I often get asked if I have any advice or tips on how to get better as a new photographer when you’re just starting out. This can be such a tough question to answer because just like anything worth while in life it takes time, patience, and lots of practice. However, that answer feels just a little too obvious and quite frankly, not helpful.
So, I sat down and thought about what would make some of the biggest improvements and help someone avoid some of the mistakes I made in the beginning. Believe me, being a self-taught photographer I made some mistakes that I had to learn to undo…blech!
Here is a list of the 6 things I recommend.
1.Experiment and learn the exposure triangle. Aperture, shutter speed, and ISO all work together to determine your exposure. Learning this is the key to getting your camera out of automatic mode and taking control over the types of images you want to create. This book, Understanding Exposure Play: How to Shoot Great Photographs with any Camera by Bryan Petersen was a great read for me to wrap my head around these three important components. Then, play around with changing these setting to see how the
2. Practice shooting with your lens or lenses. Different lenses have different apertures, or f-stops. Practice shooting at all those different apertures (f-stops) until you can consistently nail your focus. Notice how changing your aperture (f-stop) will force you to change your shutter speed and ISO to get the same exposure. Watch how the depth of field changes with every change in aperture. For instance, with practice I know that I love to photograph my newborns at f 2.8 but do all my family portraits at f 4.0 or higher. This is a personal preference and what I have learned over time.
3. Experiment with composition. This is what makes a photo more interesting or pleasing to the eye. Play around with the rule of thirds , negative space, getting up high and shooting down, getting down low and shooting up, layer your subject in the middle with some foreground and background ( ex. placing some tree leaves that are out of focus in front of your subject).
4. Shoot, shoot, and then shoot some more. Ok, you knew I was going to have to say this. Just get out there and do it. I’m doing the same thing this year by challenging myself to do my first Project 365. There are many 365 day projects, but they all share the same goal. Take at least one photograph every day. This year I’ll be pushing myself by only shooting with one very specific lens that I want to master.

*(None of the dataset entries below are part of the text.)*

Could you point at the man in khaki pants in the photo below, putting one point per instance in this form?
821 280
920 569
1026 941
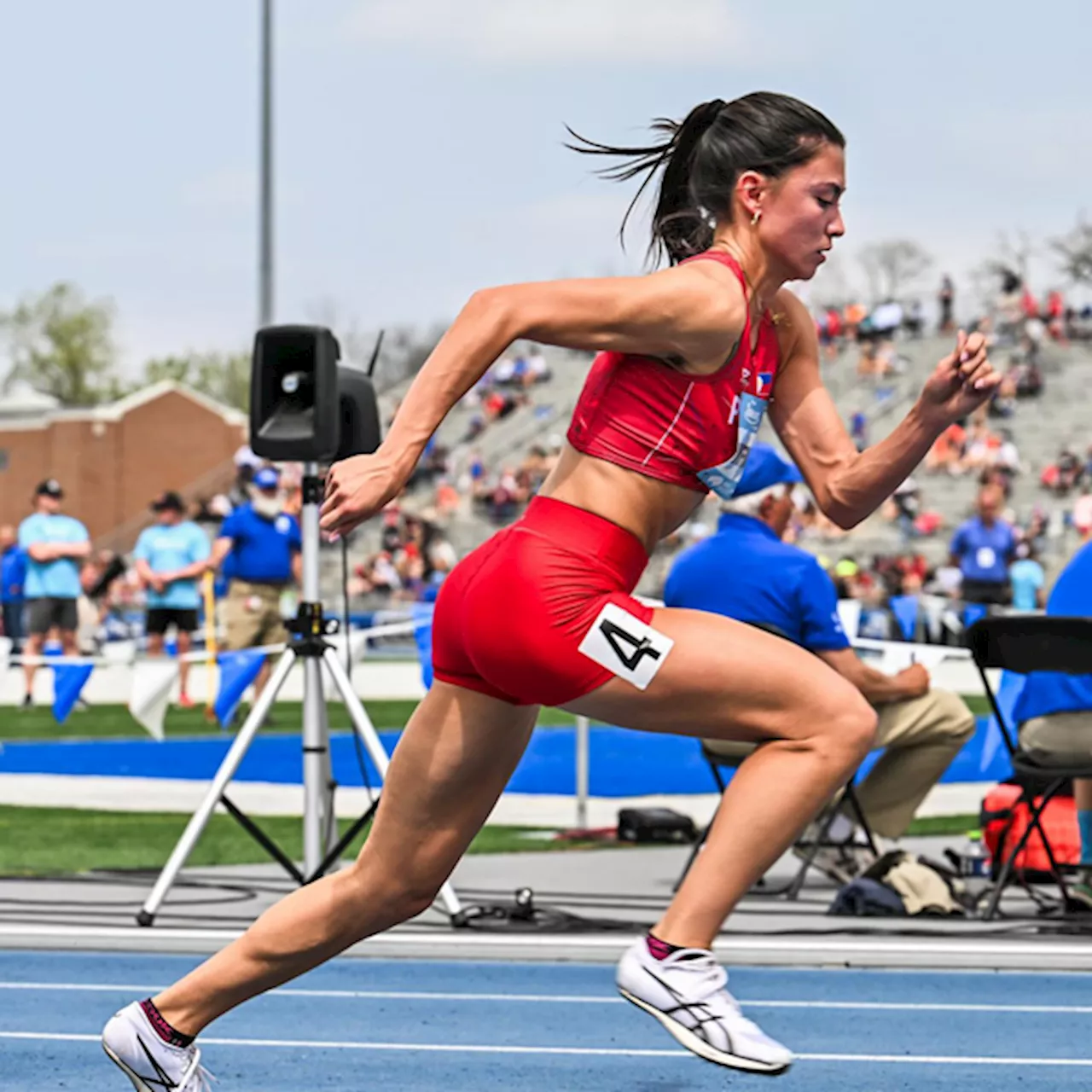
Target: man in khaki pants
259 546
745 572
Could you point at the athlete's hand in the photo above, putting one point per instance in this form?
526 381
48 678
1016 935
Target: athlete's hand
963 380
356 490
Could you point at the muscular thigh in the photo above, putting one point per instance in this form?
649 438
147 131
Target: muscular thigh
449 768
728 681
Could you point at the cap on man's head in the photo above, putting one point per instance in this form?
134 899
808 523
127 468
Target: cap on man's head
765 468
168 502
268 478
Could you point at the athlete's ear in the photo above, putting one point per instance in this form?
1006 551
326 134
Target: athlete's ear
751 188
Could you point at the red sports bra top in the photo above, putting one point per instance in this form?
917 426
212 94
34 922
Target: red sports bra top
640 413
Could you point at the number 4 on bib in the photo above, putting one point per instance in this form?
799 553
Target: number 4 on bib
626 646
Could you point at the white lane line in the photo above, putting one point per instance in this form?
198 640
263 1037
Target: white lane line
307 1044
398 995
404 995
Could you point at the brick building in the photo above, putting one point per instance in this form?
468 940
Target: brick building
112 460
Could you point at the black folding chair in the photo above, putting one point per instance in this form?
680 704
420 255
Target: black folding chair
1024 644
732 758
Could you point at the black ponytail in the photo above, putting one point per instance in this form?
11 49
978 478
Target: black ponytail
703 155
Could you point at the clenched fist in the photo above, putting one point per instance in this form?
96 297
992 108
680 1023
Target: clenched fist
963 380
356 490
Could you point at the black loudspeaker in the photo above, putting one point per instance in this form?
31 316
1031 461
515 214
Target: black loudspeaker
357 413
293 400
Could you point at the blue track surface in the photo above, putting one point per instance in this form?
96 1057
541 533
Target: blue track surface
505 1026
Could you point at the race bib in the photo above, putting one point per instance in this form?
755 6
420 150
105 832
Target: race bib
626 647
724 479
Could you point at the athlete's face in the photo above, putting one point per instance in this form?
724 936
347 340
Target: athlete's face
802 215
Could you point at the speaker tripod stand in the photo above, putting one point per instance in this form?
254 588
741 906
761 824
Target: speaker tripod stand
308 643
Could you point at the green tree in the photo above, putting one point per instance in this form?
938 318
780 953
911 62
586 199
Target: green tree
1075 252
61 346
222 375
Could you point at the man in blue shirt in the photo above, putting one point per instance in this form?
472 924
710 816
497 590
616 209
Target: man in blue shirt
55 545
746 572
1054 711
1028 579
171 557
261 544
983 547
12 578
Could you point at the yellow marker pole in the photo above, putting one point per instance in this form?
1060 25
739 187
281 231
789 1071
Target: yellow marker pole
207 582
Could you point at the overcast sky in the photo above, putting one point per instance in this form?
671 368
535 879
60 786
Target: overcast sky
418 142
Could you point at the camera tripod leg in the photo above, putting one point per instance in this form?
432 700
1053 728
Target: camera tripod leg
318 798
224 775
366 730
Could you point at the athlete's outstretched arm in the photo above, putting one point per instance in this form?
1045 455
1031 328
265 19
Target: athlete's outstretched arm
694 311
850 486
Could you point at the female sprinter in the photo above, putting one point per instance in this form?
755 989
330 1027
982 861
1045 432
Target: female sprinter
690 358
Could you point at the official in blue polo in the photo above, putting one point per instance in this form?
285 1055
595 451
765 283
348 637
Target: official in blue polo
1054 711
747 572
983 549
55 547
261 544
171 558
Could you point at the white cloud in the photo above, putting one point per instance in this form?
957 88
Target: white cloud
519 32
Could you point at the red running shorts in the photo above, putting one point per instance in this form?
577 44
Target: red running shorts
511 617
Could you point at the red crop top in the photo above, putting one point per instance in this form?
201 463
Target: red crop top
642 414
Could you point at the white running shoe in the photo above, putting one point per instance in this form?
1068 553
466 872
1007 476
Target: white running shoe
150 1063
686 993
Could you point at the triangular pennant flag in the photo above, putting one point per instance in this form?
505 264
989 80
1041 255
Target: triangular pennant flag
151 693
932 607
68 682
972 612
423 636
237 671
849 614
904 608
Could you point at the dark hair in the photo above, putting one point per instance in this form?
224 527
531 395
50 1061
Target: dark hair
706 153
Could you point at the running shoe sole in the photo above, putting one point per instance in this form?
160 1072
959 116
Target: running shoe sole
137 1083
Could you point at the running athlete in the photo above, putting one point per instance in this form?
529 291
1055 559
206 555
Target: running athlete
690 359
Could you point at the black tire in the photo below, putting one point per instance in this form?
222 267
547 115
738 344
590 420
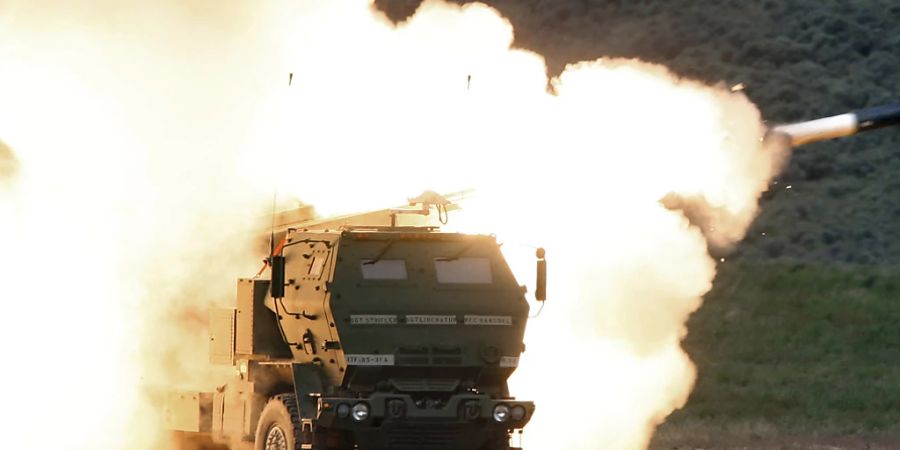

5. Have fun. Your camera is your tool to take images. The images you want to take. You are the one in control. Not every image will be a masterpiece. Photography is a journey. Enjoy the journey!
6. Share your images. Please don’t let all those beautiful images your are going to take sit on your hard drive. Share them with your friends, your family, the world. Heck, PRINT some of your images. I loooove printing my favorite images and displaying them around my home.
Ok, that’s it…now go out and create some beautiful pictures!